Her yeri meyhane inşasıyle abad eyleyin
Alemi bintilinep’le gamden azat eyleyin
Saki tutsuu bade sunsun zevki müzdat eyleyin
Ben şehidi badeyim dostlar demim yad eyleyin
Kabrimi meyhane enkazı ile bünyad eyleyin
***
Sofinin şabı emred oğlun kandırın sehba ile
Bezminizde bade sunsun tarzı bi perva ile
Meyle öldüm bir alakam kalmadı dünya ile
Gerçi gaslolmaz şehidanı hamiyet ma ile
Yıkayın meyle beni bir meshep icat eyleyin
***
Gelmesinler merkadı pür neşeme sınfı rakip
Eski düşmandırki ben anlara olmazam ferip
Hak yaratmış anları alemde zaten kem nasip
Türbedar olsun bana bir rindi mahmuru garip
Nezdi serhoşan ile ol pire imdat eyleyin
***
Zarı matemler ne lazım yanıma Hürrem gelin
El ele halka tutup yaran ile her dem gelin
Duymasın bu sırrı ağyar siz size mahrem gelin
Neyle meyle bir alay mahbub ile her dem gelin
Bezmi cem ayinini kabrimde mutad eyleyin
***
Geçmiyor demsiz demim çekmekteyim daim demi
Badesiz mest eyliyor haki mezarım alemi
Neyleyim cennette olsam huri gılman hemdemi [5]
***
Ben harabat ehliyim ahvalimi siz keşfedin
Meyle yunmuş bezlere sarhoş cenazem lefedin
Varımı verin şaraba kabrime hep sarf edin
Kabrime kandil için bir köhne sağar vakfedin
Şüle-i narı arakla ruhumu şad eyleyin
***
Razıya tabım alışmıştır safayı sagare
Ülfet etmiştir vücut abı havayı sagare
Varımız cümle fedadır aşınayı sağare
Yadigar olsun bu nazmım evliyayı sagare
Per açıp uçtu Kemal ardınca feryat eyleyin
(Ben şehidi badeyim rifat demim yad eyleyim)

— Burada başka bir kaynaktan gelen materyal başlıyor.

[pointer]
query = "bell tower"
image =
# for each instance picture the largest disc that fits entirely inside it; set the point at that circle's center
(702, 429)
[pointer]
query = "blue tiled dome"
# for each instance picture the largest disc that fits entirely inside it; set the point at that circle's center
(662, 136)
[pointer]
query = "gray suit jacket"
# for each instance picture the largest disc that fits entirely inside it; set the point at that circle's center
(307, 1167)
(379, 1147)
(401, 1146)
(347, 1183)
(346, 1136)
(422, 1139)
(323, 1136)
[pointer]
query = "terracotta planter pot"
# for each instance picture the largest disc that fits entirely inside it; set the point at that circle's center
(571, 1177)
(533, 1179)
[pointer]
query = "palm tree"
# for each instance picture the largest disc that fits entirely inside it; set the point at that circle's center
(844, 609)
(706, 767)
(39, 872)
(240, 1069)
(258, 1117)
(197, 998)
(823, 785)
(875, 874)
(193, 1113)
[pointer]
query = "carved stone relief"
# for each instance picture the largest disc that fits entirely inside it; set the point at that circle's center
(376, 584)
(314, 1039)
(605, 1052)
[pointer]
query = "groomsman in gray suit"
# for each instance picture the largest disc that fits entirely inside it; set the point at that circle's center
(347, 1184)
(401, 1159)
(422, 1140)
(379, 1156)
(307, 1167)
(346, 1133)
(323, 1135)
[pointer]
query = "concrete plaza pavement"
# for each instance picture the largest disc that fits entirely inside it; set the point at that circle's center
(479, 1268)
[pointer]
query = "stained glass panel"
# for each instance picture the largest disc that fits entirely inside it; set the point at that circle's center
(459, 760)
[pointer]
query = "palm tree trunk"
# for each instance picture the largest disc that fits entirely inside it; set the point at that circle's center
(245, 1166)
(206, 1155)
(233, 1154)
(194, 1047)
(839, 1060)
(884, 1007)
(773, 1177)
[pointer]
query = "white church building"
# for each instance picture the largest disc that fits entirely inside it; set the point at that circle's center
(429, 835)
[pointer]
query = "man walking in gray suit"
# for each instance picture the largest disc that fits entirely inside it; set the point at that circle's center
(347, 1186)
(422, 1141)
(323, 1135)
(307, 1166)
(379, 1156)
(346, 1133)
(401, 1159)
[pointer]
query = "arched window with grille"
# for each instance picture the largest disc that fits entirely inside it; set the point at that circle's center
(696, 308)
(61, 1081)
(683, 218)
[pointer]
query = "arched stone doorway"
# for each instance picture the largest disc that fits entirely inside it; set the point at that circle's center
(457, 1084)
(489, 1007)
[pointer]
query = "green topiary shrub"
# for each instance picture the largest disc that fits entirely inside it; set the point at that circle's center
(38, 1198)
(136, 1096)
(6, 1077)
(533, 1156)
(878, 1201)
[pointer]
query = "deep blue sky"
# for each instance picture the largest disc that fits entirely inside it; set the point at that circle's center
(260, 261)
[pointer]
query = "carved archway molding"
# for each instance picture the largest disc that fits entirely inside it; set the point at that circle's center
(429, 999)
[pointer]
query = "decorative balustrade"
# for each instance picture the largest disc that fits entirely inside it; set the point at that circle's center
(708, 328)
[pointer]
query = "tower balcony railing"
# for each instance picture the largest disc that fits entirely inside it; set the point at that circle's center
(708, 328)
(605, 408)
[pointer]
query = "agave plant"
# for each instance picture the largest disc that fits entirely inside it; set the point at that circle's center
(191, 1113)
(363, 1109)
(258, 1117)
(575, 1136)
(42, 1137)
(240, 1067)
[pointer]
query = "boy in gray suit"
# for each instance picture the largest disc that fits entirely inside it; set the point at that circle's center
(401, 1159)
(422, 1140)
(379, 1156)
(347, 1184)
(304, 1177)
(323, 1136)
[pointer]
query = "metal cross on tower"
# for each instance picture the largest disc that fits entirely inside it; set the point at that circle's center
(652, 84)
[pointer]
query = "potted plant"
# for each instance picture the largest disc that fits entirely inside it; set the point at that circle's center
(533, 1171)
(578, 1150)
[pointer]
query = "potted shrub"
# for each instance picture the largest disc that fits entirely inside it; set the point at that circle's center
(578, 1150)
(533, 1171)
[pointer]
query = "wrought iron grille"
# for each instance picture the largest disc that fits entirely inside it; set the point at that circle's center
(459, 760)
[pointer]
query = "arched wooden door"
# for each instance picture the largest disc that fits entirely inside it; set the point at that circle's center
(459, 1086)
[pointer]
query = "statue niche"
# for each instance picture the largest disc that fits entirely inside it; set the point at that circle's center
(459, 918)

1311 Ermeni hadisesini yakından gören Razi, bu olay hakkında uzun bir hiçviye yazmıştır. Şehrimizde bazı cönklerde de rastlanan bu hicviye şöyle başlar:
Ermeniler vasıl olmuşken mükemmel devlete
Oldular ol sayede nail tükenmez servete
Hep dayanmışlar idi balini emnü rahale
Düştüler beylik havasıyle tariki cinnete
Ermem küfranı nimetle sezadır lanete
Ecnebiler lanet etti böyle şaşkın millete [6]
Merhum Vakıf efendi:
Dilâ siz eyleyin matem bugün mahı muharremdir
Demi paki Hüseyinin Kerbelaya aktığı demdir
Beyti ile başlıyan Hazreti Hüseyin mersiyesinin babasına ait olduğunu söylemiş ise de Birecikli Şair Babakâninin kendi el yazısı ile tertiplediği cönkte bu parçanın temamı Zaif adına kayıtlıdır. [7]
Razinin Bahirle ortaklaşa gazeii : [8]
B- Henüz ol huri kadem basmada onbeş yaşına
Leyliyi zülfüne mecnun olanın vay başına
R- Sevmek ol afeti asan idi amma ey dil
Can gerek karşı dura ra gibi hançer kaşına
B- Ta evvel gamzesinin ettiğini söyle gönül
Yoluna canını bezleyleki can kardaşına
R- Gülü ruhsarına anın dökülen jalelerin
Nisbet ettim bu seher Razıya çeşmim yaşına
B- (Bu mısra okunamadı) Bahir
Ehli diller yazalar bunu mezarım taşına
[1] Bu Hikmet kimdir? 1927 tarihli Urfa salnamesinin 108’nci sayfasında Ahmet adında Hikmet mahlaslı bir şairden bahsediliyor. Ancak buradaki kayda göre Hikmet 1267 yılında vefat etmiştir. Yani Razi henüz doğmadan ölmüştür. Buna göre Urfalı ikinci bir şair Hikmet lâzımdır.
[2] Yukarıda sözü geçen çoğan ile bu bahçe sonra rahmetli arkadaşım Mustafa Kanlı’ya ondan da varislerine kalmıştır. Bahçe Fırat vadisine hakim çok güzel manzaralı bir yerdir
[3] Halen Birecik hükümet konağının bulunduğu yere bitişik bulunan yerdir.
[4] Babâkâni Birecik’in ünlü şairlerindendir. Başpınarda hayat ve eserlerinden bahseden yazım derginin kapanmasıyle yarıda kalmıştı. Şair hakkında hazırladığım bir risale vardır. Para zaman ve kısmet olursa neşredeceğim.
[5] Gazelin bu kısma ait beytini elde etmek bir türlü mümkün olmadı.
[6] Mahremi mahlası ile şiirler yazan ve iyi bir hattat olan hemşerimizin arzuhalcı Ali efendi (Erdem) inde 1311 olayı hakkında bir parçası olduğunu işittim.
[7] Zaif, Birecikli Kadiri şıhlarındandır. Asıl ad, Şeh Muslim olup Zaif mahlasıdır. Şıyh Taha ailesindendir. Ayrıca bahsedeceğim.
[8] Bahir, Kurtuluş Savaşımızda adı geçen Birecikli merhum Hasip efendinin babası Şeyh Abdurrahman Halistir. Şiirlerinin bazılarında Bahir bazılarında Halis takma adını kullanmıştır. Hayat ve eserlerinden başyaka bir zıda bahsedeceğim. C. C. G.